The long-awaited launch of the GUN token has triggered frustration among early investors after unexpected changes were made to its vesting schedule.
Investors who backed the project up to five years ago were told they would not receive tokens at launch, despite earlier expectations of partial unlocks. The update came just before the token generation event (TGE), leaving some backers feeling sidelined as the token began trading publicly.
The changes appear to have reduced the circulating supply of GUN at launch, contributing to an inflated fully diluted valuation (FDV) relative to the market cap. Gunzilla Games, the studio behind Off the Grid, has offered investors the option to accept the revised terms or request a refund.

What was the controversy all about?
According to a widely shared tweet by @graildoteth, investors who had committed capital as early as five years ago were informed via email of a revised vesting schedule for their tokens. Initially expecting a partial unlock at the token generation event (TGE)—5% for seed investors and 2% for strategic investors—the new terms now impose a 12-month cliff with no tokens released at launch.
The email from Gunzilla Games offered investors the option to accept the updated terms or request a refund.
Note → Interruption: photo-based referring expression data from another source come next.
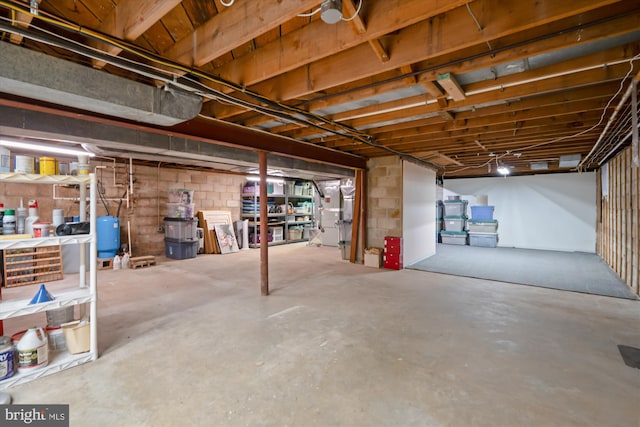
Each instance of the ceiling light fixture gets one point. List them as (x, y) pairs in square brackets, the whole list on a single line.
[(503, 170), (570, 161), (331, 11), (44, 148), (538, 166), (269, 179)]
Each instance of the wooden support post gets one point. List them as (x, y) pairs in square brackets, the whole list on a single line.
[(363, 214), (355, 225), (264, 226)]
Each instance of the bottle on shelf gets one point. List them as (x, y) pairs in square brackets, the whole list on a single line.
[(9, 222), (1, 215), (124, 263), (33, 217), (21, 216)]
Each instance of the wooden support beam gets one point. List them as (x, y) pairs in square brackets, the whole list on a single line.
[(129, 19), (355, 224), (350, 11), (22, 20), (264, 225), (449, 83), (379, 49)]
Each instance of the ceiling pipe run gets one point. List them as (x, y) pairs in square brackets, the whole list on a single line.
[(38, 76)]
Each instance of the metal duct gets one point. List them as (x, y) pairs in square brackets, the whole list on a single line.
[(38, 76)]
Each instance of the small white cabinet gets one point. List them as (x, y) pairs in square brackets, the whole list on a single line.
[(83, 293)]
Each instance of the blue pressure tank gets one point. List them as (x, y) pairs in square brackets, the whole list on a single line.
[(108, 228)]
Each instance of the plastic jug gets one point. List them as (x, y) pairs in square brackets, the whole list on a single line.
[(33, 350)]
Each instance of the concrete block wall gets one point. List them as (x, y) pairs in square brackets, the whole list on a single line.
[(384, 199), (148, 204)]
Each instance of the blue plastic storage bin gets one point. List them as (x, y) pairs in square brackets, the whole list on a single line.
[(482, 213), (454, 237), (108, 229), (455, 207)]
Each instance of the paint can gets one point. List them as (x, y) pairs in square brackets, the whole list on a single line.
[(5, 160), (55, 336), (57, 217), (83, 165), (7, 368), (48, 166), (33, 350), (41, 229), (23, 164)]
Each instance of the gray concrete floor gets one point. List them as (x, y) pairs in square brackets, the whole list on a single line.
[(192, 342)]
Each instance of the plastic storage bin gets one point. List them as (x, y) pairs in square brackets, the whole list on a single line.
[(455, 208), (454, 223), (453, 237), (181, 229), (485, 240), (482, 226), (295, 233), (180, 210), (482, 213), (277, 233), (180, 250)]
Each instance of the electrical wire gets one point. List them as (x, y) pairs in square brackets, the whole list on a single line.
[(354, 13), (305, 15), (555, 140), (276, 109)]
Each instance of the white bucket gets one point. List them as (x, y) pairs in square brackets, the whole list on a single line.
[(41, 229), (24, 164), (5, 160), (33, 350), (482, 200), (57, 217), (7, 366)]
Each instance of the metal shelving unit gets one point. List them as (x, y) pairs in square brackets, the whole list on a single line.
[(282, 219), (84, 293)]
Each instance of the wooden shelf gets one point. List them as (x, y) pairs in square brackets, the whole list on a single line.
[(29, 266)]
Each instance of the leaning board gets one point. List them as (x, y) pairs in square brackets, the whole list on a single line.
[(207, 220)]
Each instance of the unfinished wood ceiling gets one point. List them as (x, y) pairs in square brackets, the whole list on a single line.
[(464, 86)]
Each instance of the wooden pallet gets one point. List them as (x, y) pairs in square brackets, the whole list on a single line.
[(105, 263), (142, 261), (32, 265)]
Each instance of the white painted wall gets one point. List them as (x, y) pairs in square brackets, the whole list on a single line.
[(418, 212), (551, 211)]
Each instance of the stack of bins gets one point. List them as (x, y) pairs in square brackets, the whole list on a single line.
[(393, 253), (439, 224), (482, 227), (455, 217), (181, 238)]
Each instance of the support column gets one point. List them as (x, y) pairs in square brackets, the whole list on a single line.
[(264, 226)]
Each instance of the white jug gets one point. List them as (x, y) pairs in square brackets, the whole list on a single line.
[(33, 350)]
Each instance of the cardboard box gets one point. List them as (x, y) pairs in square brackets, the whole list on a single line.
[(373, 257), (77, 337)]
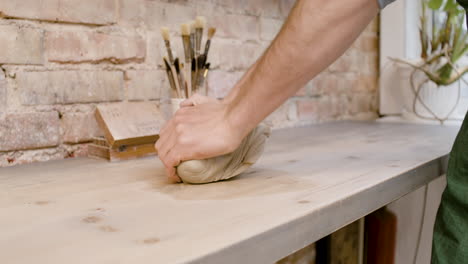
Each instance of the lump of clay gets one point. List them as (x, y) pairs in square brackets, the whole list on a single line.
[(229, 165)]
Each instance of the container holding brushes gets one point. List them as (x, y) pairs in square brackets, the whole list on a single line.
[(187, 75)]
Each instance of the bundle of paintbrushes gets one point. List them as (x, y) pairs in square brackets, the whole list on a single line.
[(188, 77)]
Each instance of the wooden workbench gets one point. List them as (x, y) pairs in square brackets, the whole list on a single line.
[(310, 182)]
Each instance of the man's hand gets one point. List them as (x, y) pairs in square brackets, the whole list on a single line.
[(200, 129)]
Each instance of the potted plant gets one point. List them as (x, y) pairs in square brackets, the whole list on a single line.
[(435, 79)]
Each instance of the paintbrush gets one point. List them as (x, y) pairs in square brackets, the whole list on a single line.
[(192, 39), (170, 76), (200, 23), (202, 78), (211, 32), (180, 77), (167, 41), (185, 30)]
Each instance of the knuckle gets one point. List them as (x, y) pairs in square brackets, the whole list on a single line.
[(179, 128)]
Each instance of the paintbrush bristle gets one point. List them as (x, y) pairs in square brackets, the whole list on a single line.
[(165, 33), (211, 32), (192, 26), (166, 63), (200, 22), (185, 29)]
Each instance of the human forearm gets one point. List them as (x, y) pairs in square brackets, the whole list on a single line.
[(316, 33)]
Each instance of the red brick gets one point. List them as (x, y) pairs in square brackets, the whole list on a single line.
[(367, 43), (269, 28), (264, 8), (286, 6), (237, 27), (3, 93), (220, 83), (147, 85), (365, 83), (20, 45), (323, 109), (29, 130), (157, 14), (98, 12), (362, 102), (66, 87), (345, 63), (230, 55), (72, 46), (79, 127), (16, 157), (308, 109)]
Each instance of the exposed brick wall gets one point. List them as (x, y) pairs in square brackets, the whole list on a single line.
[(60, 58)]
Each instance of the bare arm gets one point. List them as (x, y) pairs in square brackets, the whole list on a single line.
[(316, 33)]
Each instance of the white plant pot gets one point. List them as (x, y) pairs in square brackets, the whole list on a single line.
[(439, 99), (175, 104)]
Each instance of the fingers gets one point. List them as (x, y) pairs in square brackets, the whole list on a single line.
[(196, 99), (187, 103), (171, 160)]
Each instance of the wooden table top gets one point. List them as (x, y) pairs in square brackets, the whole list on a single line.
[(310, 182)]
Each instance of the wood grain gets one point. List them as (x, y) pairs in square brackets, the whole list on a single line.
[(310, 182), (129, 123)]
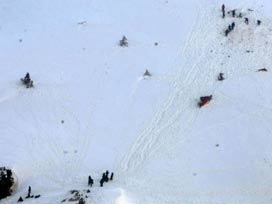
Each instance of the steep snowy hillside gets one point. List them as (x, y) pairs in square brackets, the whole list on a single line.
[(91, 109)]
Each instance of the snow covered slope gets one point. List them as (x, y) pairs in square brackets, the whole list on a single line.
[(92, 110)]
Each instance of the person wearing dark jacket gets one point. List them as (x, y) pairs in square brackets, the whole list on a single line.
[(101, 182), (111, 177), (223, 11), (90, 181)]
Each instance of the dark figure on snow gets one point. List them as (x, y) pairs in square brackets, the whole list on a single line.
[(232, 25), (246, 21), (230, 28), (29, 192), (204, 100), (227, 32), (221, 77), (90, 181), (20, 199), (101, 182), (105, 177), (223, 11), (111, 177), (27, 77), (233, 13)]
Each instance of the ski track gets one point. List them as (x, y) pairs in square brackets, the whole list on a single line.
[(199, 80)]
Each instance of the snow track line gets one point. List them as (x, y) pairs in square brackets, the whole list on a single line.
[(150, 140), (149, 136)]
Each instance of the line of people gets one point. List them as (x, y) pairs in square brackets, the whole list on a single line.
[(229, 29), (233, 14)]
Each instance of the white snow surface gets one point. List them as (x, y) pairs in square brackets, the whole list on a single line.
[(91, 109)]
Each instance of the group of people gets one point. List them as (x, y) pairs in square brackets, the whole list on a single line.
[(230, 28), (233, 14), (105, 178)]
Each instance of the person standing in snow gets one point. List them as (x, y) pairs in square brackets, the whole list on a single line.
[(111, 177), (29, 192), (233, 12), (90, 181), (232, 25), (101, 182), (223, 11), (246, 20)]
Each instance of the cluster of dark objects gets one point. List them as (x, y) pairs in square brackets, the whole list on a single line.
[(6, 182), (27, 81), (28, 195), (77, 196), (203, 100), (234, 15)]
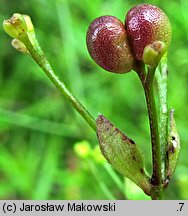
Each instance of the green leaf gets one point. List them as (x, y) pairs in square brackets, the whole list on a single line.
[(173, 147), (122, 153)]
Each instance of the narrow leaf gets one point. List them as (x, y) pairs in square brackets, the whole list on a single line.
[(122, 153)]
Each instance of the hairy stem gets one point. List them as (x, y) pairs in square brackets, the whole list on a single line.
[(147, 83), (39, 57), (163, 111)]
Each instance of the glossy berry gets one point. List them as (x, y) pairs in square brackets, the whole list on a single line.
[(145, 25), (107, 43)]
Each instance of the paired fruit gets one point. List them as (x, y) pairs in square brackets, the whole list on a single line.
[(145, 37)]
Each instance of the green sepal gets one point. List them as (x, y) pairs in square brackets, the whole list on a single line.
[(16, 26), (173, 148), (153, 53), (122, 153)]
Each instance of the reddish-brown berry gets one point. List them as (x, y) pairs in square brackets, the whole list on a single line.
[(145, 25), (108, 44)]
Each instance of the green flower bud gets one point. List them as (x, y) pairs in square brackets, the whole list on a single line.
[(19, 46), (16, 26), (153, 52)]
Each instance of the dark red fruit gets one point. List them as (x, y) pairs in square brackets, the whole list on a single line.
[(146, 24), (108, 45)]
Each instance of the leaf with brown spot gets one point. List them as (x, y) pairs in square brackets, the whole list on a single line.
[(122, 153)]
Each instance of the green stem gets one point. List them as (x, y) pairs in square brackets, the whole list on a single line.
[(39, 57), (147, 82), (163, 111)]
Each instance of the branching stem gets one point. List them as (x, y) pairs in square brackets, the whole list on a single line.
[(147, 83)]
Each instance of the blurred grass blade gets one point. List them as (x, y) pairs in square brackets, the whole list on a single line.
[(173, 148)]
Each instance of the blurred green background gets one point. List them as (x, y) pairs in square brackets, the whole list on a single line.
[(47, 151)]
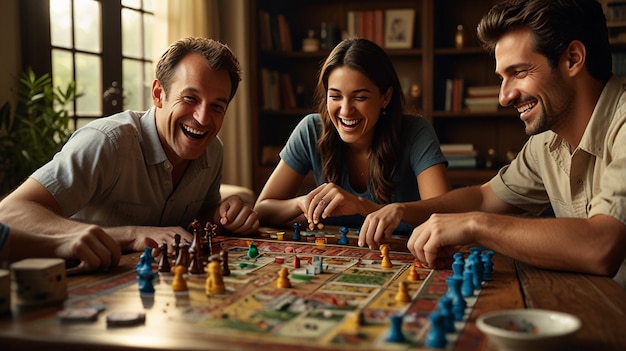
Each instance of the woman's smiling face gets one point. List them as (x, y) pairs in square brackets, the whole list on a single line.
[(354, 104)]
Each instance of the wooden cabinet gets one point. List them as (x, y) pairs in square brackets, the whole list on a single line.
[(431, 58)]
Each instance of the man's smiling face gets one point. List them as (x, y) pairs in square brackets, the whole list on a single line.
[(191, 113)]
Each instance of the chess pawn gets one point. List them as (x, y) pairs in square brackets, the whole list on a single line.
[(214, 281), (224, 260), (403, 293), (413, 276), (179, 283), (283, 279), (164, 261), (384, 253)]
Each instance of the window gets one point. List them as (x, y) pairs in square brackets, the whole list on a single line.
[(105, 46)]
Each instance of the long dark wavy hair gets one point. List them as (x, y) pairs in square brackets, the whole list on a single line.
[(369, 59)]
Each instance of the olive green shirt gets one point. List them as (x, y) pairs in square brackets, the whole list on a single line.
[(589, 181)]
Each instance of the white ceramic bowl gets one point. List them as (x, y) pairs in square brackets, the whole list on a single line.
[(530, 329)]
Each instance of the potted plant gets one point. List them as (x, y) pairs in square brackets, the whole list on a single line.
[(35, 129)]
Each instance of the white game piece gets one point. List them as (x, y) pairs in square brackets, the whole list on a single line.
[(39, 281)]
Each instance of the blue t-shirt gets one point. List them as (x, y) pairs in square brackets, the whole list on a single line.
[(420, 151)]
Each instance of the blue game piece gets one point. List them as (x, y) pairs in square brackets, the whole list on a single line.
[(395, 330), (458, 301), (436, 337), (457, 265), (343, 240), (488, 265), (444, 306), (296, 232), (253, 251), (478, 269), (145, 276), (467, 287)]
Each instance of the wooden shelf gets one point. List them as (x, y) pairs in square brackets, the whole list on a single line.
[(431, 59)]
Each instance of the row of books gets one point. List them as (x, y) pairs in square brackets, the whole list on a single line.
[(460, 155), (367, 24), (275, 34), (278, 92)]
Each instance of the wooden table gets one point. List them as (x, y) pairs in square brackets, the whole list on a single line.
[(598, 301)]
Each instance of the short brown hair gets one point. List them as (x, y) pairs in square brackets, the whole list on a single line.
[(218, 56)]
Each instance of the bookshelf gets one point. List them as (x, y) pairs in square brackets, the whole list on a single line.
[(427, 60)]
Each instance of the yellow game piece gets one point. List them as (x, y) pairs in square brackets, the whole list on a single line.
[(214, 281), (179, 283), (283, 279), (403, 293), (384, 253), (413, 276)]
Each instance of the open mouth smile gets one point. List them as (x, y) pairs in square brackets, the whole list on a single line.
[(192, 133)]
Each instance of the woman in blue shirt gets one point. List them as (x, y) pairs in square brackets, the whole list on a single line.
[(363, 150)]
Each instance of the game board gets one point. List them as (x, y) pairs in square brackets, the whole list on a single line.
[(348, 305)]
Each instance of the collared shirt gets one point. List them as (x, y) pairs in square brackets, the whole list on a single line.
[(114, 172), (582, 183)]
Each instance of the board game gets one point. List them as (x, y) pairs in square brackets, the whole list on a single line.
[(337, 297)]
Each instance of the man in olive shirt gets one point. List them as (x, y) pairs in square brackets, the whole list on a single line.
[(554, 60)]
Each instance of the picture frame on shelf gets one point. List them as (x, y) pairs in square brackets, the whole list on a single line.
[(399, 24)]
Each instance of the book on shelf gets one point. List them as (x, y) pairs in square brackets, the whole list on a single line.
[(454, 95), (367, 24), (482, 98), (460, 155), (278, 92), (274, 32), (483, 91)]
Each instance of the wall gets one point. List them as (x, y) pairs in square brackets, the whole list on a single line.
[(10, 58)]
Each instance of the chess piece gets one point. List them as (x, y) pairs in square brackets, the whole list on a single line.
[(458, 301), (283, 279), (343, 240), (224, 260), (253, 251), (195, 264), (296, 262), (296, 231), (395, 330), (177, 239), (488, 264), (183, 256), (214, 281), (384, 253), (413, 275), (444, 306), (179, 283), (436, 337), (145, 276), (164, 260), (403, 293)]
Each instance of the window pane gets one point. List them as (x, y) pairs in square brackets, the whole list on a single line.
[(60, 23), (148, 21), (148, 5), (87, 25), (132, 3), (147, 85), (132, 82), (88, 84), (62, 63), (131, 33)]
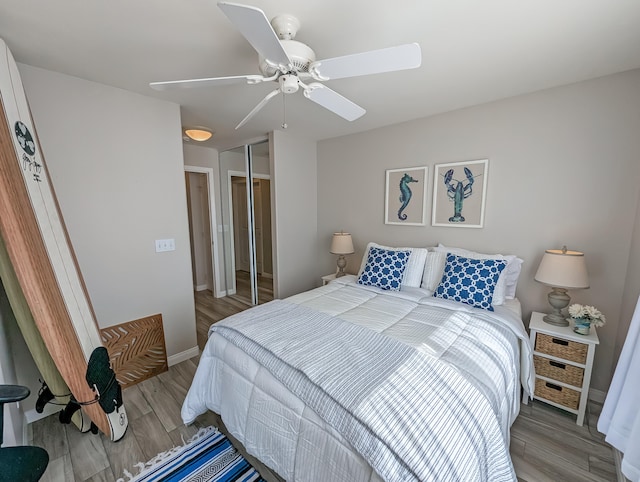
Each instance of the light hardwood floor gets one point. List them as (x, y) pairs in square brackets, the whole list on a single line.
[(546, 444)]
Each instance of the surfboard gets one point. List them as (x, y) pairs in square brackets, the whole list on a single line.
[(47, 368), (33, 231)]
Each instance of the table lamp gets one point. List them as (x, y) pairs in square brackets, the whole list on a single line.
[(561, 269), (341, 244)]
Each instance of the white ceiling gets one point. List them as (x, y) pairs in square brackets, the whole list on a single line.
[(472, 52)]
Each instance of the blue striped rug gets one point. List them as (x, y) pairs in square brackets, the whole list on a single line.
[(208, 456)]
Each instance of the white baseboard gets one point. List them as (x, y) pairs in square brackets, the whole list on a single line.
[(183, 355), (597, 395), (617, 458), (49, 409)]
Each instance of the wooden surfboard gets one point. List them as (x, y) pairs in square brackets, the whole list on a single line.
[(36, 239), (47, 368)]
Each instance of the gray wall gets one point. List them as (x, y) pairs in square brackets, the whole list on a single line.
[(115, 160), (563, 170), (294, 209), (631, 288)]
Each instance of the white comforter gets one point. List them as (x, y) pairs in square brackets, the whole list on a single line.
[(478, 352)]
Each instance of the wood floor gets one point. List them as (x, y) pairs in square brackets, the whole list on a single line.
[(546, 444)]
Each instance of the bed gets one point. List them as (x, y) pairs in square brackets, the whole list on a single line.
[(357, 381)]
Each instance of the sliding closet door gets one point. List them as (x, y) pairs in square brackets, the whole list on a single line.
[(246, 223)]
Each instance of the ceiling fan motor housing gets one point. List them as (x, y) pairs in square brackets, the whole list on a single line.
[(301, 56)]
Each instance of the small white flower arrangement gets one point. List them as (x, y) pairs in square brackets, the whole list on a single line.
[(587, 313)]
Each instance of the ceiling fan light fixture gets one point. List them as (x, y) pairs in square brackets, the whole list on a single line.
[(199, 134)]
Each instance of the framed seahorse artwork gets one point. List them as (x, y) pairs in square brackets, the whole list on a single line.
[(406, 196), (459, 193)]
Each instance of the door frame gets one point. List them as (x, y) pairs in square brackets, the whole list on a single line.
[(217, 293), (232, 243)]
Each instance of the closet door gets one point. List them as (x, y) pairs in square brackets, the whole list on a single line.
[(246, 223)]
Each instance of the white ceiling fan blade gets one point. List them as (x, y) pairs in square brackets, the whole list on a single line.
[(190, 83), (402, 57), (330, 99), (255, 110), (255, 27)]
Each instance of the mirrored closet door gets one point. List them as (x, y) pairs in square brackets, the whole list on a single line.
[(245, 188)]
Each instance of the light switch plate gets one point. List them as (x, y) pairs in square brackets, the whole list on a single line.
[(165, 245)]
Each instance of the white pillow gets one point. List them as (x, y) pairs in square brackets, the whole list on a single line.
[(433, 270), (415, 266), (508, 281)]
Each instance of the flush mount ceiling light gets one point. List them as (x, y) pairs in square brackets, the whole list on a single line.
[(199, 134)]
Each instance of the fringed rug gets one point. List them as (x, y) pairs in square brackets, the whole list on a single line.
[(208, 456)]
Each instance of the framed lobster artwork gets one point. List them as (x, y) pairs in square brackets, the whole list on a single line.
[(459, 192), (405, 199)]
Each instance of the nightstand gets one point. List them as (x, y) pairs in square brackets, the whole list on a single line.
[(563, 361), (328, 278)]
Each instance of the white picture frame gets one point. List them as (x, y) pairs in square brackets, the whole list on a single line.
[(405, 199), (459, 194)]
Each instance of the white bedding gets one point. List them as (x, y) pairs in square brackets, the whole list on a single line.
[(490, 352)]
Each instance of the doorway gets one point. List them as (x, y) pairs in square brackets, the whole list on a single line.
[(246, 223), (202, 232)]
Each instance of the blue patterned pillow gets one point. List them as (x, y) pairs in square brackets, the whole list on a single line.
[(470, 281), (384, 268)]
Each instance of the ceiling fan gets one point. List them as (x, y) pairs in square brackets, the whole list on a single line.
[(294, 66)]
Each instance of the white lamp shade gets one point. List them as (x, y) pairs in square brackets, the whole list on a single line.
[(561, 268), (341, 243)]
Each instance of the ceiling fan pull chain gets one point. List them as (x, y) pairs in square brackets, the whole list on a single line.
[(284, 111)]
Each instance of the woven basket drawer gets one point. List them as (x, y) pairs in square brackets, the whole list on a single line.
[(558, 394), (563, 372), (566, 349)]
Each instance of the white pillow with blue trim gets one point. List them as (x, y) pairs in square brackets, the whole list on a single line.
[(384, 268), (470, 281)]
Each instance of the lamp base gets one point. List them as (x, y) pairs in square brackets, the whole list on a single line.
[(554, 319), (558, 299), (342, 264)]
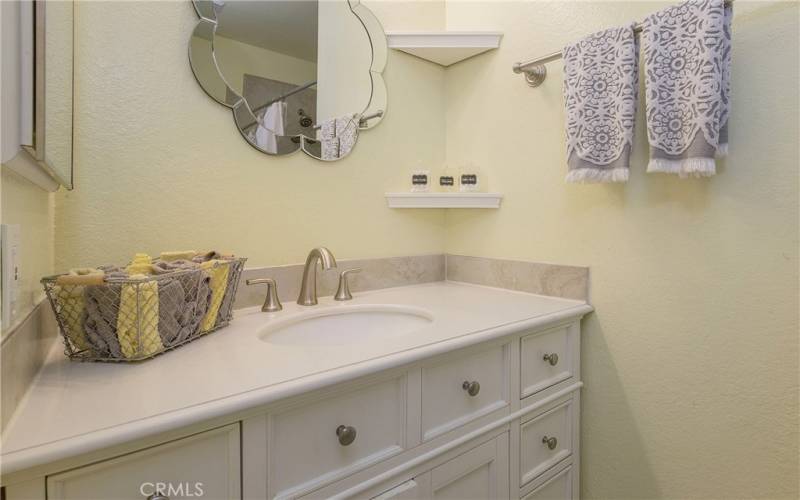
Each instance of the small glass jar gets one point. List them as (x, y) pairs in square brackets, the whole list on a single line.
[(420, 181), (446, 180), (470, 179)]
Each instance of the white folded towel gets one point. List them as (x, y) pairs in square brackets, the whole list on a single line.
[(600, 93), (272, 125), (338, 137), (687, 51)]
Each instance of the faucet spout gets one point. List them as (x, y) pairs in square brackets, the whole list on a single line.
[(308, 287)]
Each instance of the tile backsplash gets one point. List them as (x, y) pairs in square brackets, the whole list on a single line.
[(377, 273), (568, 282)]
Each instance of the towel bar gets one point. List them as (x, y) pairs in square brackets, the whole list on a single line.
[(535, 70)]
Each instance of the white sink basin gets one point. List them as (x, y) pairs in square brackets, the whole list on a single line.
[(347, 325)]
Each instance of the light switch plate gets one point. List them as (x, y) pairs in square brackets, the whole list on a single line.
[(10, 254)]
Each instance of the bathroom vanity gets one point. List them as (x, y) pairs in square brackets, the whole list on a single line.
[(442, 390)]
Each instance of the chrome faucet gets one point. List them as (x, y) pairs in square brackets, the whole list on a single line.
[(308, 288)]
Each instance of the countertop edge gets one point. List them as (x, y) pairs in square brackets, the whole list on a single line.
[(26, 458)]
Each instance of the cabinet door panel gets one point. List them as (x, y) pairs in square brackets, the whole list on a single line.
[(306, 450), (204, 465), (480, 473), (448, 403), (409, 490), (547, 358)]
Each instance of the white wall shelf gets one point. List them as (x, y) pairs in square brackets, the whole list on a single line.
[(443, 200), (443, 47)]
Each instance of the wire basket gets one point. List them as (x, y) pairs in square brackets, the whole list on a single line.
[(129, 319)]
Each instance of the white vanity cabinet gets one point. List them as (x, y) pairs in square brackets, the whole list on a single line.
[(495, 419)]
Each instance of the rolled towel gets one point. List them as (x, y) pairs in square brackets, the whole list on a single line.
[(687, 50), (137, 321), (102, 308), (600, 94), (218, 270), (347, 133), (177, 255)]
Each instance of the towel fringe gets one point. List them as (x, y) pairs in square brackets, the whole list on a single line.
[(592, 175), (687, 167)]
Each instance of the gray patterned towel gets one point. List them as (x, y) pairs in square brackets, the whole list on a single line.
[(600, 92), (687, 52)]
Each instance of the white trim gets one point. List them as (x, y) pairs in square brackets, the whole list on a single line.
[(444, 200), (443, 47), (686, 167), (26, 166), (465, 438), (594, 175)]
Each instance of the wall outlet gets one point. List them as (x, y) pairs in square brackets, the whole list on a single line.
[(10, 253)]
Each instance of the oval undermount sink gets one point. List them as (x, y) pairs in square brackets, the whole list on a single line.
[(347, 325)]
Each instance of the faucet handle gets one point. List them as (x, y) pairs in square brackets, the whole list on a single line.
[(343, 293), (272, 303)]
It cited the need to “foster a robust and healthy foundation” for the project’s token economy, based on insights from the past year of testnet activity.
The change has drawn criticism for being introduced at the last minute, particularly from investors who had held their positions for up to five years. Grail.eth described the move as a “pretty bad treatment” for investors, arguing that it concentrates token supply and inflates the market value whilst excluding early backers from initial gains.

How has the token performed since launch?
The GUN token launched on Monday and initially rose to a peak price of $0.115 before falling more than 30% over the course of the day.
It is currently trading just above $0.064, according to CoinGecko. Only about 6% of the total 10 billion token supply is in circulation, most of which is allocated to exchange rewards programmes.
This small float has resulted in a market capitalisation of under $50 million, but the FDV—based on the total supply—briefly surpassed $1 billion during peak.